DOI: 10.1145/3659599 ISSN: 2474-9567

Accurate Blood Pressure Measurement Using Smartphone's Built-in Accelerometer

Lei Wang, Xingwei Wang, Yu Zhang, Xiaolei Ma, Haipeng Dai, Yong Zhang, Zhijun Li, Tao Gu

Efficient blood pressure (BP) monitoring in everyday contexts stands as a substantial public health challenge that has garnered considerable attention from both industry and academia. Commercial mobile phones have emerged as a promising tool for BP measurement, benefitting from their widespread popularity, portability, and ease of use. Most mobile phone-based systems leverage a combination of the built-in camera and LED to capture photoplethysmography (PPG) signals, which can be used to infer BP by analyzing the blood flow characteristics. However, due to low Signal-to-Noise (SNR), various factors such as finger motion, improper finger placement, skin tattoos, or fluctuations in environmental lighting can distort the PPG signal. These distortions consequentially affect the performance of BP estimation. In this paper, we introduce a novel sensing system that utilizes the built-in accelerometer of a mobile phone to capture seismocardiography (SCG) signals, enabling accurate BP measurement. Our system surpasses previous mobile phone-based BP measurement systems, offering advantages such as high SNR, ease of use, and power efficiency.

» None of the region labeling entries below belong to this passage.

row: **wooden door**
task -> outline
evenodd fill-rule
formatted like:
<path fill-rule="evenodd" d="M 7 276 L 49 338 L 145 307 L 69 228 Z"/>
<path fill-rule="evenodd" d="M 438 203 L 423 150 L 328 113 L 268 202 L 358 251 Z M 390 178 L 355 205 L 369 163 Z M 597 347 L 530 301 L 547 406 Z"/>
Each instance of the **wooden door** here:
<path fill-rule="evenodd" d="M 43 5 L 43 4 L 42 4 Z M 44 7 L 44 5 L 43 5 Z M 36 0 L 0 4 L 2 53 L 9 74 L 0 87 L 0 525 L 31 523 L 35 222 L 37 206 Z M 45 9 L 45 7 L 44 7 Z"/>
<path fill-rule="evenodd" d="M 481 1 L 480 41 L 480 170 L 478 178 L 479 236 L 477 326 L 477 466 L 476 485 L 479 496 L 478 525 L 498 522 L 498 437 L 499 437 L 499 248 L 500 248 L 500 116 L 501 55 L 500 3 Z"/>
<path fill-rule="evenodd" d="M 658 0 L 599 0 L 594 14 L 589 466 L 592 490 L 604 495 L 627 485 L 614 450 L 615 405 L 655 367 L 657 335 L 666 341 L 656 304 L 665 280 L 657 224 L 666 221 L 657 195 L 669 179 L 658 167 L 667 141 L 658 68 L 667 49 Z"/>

We propose a triple-stage noise reduction scheme, integrating improved complete ensemble empirical mode decomposition with adaptive noise (ICEEMDAN), recursive least squares (RLS) adaptive filter, and soft-thresholding, to effectively reconstruct high-quality heartbeat waveforms from initially contaminated raw SCG signals. Moreover, we introduce a data augmentation technique encompassing normalization coupled with temporal-sliding, effectively augmenting the diversity of the training sample set. To enable battery efficiency on smartphone, we propose a resource-efficient deep learning model that incorporates resource-efficient convolution, shortcut connections, and Huber loss. We conduct extensive experiments with 70 volunteers, comprising 35 healthy individuals and 35 individuals diagnosed with hypertension, under a user-independent setting. The excellent performance of our system demonstrates its capacity for robust and accurate daily BP measurement.